Join Date: Oct 2005
The C2 implications of Team of Teams
McChrystal points out that it was al-Qaeda’s structure, not their plan, that was their strategy. They had a resilient structure that his TF was having limited success against until he adapted their structure and management style. That story is fairly well known, I think the question now is how relevant is this approach for the future?
The recently released 2015 National Military Strategy emphasizes the importance of globally integrated operations (GIO), a concept described in detail in the Capstone Concept for Joint Operations (CCJO): Joint Force 2020. It emphasizes that we must adapt to an increasingly complex and uncertain security environment, with multiple threats to our interests around the globe. To deal with this uncertainty it proposes an overarching concept, called Globally Integrated Operations, summarized as:
“This concept requires globally postured joint forces to quickly combine capabilities with itself and mission partners across domains, echelons, geographic boundaries, and organizational affiliations. These networks of forces and partners will form, evolve, dissolve, and reform in different arrangements in time and space with significantly greater fluidity than today’s Joint Force.” Sounds a lot like of Team of Teams.
I think the Team of Teams concept is a method to make these integrated operations possible, but only if conventional forces, legacy SOF organizations that are not currently as agile as Task Force, and civilian leaders in Defense and other interagency members are willing to change their management style. DOD’s management style in many ways still has one foot in the industrial age.
McChrystal writes that management, obviously current management systems, is one of the limiting factors in the quest of human progress.
While McChrystal hailed Winslow Taylor’s work on scientific management to increase production in the industrial age. It proved highly effective at enhancing production efficiency for execution of known and repeatable processes at scale. Now Taylor’s processes are part of the problem, because the real world is full of complex interdependencies, and linear management processes can’t force the complex to conform to the rules meant for the merely complicated.
It is not my intent to point out all the examples in Team of Teams on how they transformed the TF's structure and management. Rather I just want to use the book as a sag way on how management systems influence how we fight wars. If these systems don’t evolve with the time, they can become a considerable hindrance, and probably a more significant impact on our success than whether or not we get the latest jet fighter or tank.

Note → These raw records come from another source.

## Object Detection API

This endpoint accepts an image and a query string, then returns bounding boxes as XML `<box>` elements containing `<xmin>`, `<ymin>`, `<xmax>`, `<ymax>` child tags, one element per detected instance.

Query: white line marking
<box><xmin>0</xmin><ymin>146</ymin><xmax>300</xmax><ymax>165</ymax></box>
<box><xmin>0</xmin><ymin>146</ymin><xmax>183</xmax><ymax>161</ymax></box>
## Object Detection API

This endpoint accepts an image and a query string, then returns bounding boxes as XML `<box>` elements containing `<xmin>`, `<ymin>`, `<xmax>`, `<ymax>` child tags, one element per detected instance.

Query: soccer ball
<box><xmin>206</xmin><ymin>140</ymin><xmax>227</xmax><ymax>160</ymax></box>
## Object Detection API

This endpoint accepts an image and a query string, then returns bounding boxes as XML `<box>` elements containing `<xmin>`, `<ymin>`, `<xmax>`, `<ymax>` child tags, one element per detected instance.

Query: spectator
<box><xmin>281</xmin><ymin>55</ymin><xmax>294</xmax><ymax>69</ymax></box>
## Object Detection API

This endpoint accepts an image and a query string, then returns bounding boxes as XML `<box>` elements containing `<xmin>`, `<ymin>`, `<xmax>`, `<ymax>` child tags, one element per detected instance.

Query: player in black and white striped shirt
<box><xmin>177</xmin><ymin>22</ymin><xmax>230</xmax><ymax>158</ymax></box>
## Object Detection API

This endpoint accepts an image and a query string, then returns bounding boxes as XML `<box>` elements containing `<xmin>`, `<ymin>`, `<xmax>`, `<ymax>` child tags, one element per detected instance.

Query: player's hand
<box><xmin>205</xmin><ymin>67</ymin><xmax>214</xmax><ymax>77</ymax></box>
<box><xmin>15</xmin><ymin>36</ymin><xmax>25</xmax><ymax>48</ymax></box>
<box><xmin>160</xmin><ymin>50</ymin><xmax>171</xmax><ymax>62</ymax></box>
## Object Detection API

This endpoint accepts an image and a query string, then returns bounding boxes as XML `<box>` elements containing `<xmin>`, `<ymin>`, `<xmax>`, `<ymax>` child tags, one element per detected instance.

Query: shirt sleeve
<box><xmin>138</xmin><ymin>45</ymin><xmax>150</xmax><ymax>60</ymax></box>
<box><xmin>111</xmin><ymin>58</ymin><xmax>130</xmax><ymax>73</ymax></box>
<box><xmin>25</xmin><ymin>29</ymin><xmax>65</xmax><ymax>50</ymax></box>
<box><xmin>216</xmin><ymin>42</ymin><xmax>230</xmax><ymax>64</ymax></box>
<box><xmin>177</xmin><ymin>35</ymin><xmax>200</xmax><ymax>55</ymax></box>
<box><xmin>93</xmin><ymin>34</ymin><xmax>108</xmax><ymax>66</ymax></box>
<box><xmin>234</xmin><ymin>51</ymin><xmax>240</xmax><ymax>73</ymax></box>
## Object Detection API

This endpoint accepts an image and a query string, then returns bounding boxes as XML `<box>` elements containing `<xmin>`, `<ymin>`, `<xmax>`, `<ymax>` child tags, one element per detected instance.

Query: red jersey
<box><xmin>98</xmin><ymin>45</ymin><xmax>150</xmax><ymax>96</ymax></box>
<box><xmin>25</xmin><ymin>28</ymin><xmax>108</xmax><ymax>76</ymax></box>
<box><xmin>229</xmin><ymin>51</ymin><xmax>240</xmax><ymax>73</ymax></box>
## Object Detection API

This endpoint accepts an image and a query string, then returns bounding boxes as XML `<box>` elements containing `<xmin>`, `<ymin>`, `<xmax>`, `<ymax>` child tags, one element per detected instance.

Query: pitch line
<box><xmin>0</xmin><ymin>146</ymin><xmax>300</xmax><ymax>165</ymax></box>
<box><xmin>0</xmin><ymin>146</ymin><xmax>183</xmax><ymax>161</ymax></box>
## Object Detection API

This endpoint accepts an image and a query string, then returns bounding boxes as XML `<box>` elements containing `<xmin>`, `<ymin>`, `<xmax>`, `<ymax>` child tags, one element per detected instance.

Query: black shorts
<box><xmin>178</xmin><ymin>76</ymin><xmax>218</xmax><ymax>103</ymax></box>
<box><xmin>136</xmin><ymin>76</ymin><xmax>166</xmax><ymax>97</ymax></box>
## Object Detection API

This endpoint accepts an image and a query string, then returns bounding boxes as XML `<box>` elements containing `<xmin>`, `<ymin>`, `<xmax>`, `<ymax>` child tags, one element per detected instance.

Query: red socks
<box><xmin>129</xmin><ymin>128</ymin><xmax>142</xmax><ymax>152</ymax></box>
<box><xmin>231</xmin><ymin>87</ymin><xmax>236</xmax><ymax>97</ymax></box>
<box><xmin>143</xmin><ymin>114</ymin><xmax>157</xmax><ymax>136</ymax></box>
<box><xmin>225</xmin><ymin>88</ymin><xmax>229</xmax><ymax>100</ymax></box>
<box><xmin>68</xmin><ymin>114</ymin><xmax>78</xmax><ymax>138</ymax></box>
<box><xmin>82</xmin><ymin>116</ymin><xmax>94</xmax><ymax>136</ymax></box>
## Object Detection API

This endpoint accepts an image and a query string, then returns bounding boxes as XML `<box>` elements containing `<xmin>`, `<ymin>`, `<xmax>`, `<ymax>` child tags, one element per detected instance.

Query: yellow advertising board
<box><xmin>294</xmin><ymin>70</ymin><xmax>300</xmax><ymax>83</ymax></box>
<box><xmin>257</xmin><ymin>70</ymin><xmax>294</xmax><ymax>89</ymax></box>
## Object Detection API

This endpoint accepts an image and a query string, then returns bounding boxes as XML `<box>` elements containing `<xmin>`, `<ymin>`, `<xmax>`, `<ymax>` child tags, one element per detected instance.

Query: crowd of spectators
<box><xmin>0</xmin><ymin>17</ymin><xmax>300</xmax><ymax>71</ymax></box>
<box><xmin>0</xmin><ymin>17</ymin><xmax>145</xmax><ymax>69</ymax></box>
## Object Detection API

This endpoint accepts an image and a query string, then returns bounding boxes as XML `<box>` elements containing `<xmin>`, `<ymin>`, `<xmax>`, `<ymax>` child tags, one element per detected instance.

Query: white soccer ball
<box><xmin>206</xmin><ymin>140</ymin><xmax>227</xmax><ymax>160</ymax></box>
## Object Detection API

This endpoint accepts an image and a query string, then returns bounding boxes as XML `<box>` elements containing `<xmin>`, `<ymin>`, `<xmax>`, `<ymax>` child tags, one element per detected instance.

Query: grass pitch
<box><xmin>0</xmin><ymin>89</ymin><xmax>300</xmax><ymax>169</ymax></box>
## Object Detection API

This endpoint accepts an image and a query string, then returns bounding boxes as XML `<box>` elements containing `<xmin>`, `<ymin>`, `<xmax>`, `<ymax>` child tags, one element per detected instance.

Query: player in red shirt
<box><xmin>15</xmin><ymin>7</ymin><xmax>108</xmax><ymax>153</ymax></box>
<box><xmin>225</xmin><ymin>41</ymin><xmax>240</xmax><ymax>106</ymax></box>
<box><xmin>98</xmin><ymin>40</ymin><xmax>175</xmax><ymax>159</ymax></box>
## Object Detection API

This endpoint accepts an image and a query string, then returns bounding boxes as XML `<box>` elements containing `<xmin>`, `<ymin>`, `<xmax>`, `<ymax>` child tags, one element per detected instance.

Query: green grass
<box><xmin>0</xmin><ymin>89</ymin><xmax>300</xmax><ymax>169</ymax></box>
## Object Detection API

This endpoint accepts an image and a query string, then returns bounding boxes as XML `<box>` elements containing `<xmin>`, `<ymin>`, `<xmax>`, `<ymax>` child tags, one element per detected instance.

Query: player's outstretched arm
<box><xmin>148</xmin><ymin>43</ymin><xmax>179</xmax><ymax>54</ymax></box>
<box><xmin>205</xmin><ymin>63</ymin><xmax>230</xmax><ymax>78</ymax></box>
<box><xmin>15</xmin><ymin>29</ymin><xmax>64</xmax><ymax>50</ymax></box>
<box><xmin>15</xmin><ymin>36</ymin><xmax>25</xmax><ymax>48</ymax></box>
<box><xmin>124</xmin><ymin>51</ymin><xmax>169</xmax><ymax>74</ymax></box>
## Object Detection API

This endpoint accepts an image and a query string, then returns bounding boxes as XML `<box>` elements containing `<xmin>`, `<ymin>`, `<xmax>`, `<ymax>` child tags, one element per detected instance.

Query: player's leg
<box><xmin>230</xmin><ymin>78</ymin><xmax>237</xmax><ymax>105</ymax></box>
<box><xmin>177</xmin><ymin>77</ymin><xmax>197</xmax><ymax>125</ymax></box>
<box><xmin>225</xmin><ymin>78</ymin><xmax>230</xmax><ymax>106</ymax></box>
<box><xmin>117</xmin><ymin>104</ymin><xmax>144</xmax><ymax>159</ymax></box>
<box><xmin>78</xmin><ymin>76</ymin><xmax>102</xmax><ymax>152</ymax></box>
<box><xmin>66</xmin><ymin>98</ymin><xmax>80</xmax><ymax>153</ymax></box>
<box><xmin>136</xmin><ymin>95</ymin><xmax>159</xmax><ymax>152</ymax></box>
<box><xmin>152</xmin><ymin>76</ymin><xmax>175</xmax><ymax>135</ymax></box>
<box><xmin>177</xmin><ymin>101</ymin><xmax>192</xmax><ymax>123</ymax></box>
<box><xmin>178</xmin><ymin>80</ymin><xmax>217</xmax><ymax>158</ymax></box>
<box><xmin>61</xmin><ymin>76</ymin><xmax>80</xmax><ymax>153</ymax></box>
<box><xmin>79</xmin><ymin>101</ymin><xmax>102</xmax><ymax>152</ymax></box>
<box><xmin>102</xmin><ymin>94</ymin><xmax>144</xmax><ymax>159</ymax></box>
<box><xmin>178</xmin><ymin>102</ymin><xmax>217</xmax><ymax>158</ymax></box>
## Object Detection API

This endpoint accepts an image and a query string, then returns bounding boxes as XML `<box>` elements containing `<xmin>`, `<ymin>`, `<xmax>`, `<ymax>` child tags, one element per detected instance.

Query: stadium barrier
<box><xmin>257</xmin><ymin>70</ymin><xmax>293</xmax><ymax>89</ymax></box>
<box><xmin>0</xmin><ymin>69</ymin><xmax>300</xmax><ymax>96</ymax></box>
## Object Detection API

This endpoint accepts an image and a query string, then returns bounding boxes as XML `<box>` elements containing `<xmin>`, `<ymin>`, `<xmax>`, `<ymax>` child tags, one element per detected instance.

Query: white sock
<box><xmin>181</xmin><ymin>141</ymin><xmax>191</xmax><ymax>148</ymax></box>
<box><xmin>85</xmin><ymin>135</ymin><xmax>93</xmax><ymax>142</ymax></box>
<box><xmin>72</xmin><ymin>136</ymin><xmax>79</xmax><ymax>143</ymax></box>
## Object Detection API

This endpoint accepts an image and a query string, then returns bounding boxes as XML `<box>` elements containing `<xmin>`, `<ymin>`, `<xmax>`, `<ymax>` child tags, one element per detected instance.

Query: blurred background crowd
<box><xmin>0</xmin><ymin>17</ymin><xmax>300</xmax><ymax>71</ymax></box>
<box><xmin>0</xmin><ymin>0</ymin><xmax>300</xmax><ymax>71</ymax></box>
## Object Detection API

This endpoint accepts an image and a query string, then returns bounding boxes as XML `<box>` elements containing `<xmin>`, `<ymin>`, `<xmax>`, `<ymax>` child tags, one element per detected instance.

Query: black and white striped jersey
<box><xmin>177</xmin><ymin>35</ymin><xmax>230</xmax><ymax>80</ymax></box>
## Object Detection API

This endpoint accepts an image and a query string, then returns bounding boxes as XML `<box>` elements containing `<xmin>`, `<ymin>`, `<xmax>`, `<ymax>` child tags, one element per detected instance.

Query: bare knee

Samuel J. Palmisano, the former CEO of IBM, discussed how the forces of globalization and new technologies have forced the business world to embrace new paradigms for conducting their operations to remain competitive. Hence, businesses are flatter and increasingly use lateral and vertical collaboration over top-down directive management. In fact, in many cases transformation of business processes is often more important than the product (read management) they produce or the services they provide to gain a competitive edge. The transformational power of management is hardly a new concept, the historian Michael Howard pointed out that the greatest military innovation of the 19th century was not technological, but the development of the general staff for managing the challenges of waging large scale war. Now we’re waging a global netwar, and need to consider a DOD wide change in management, not just for the TF.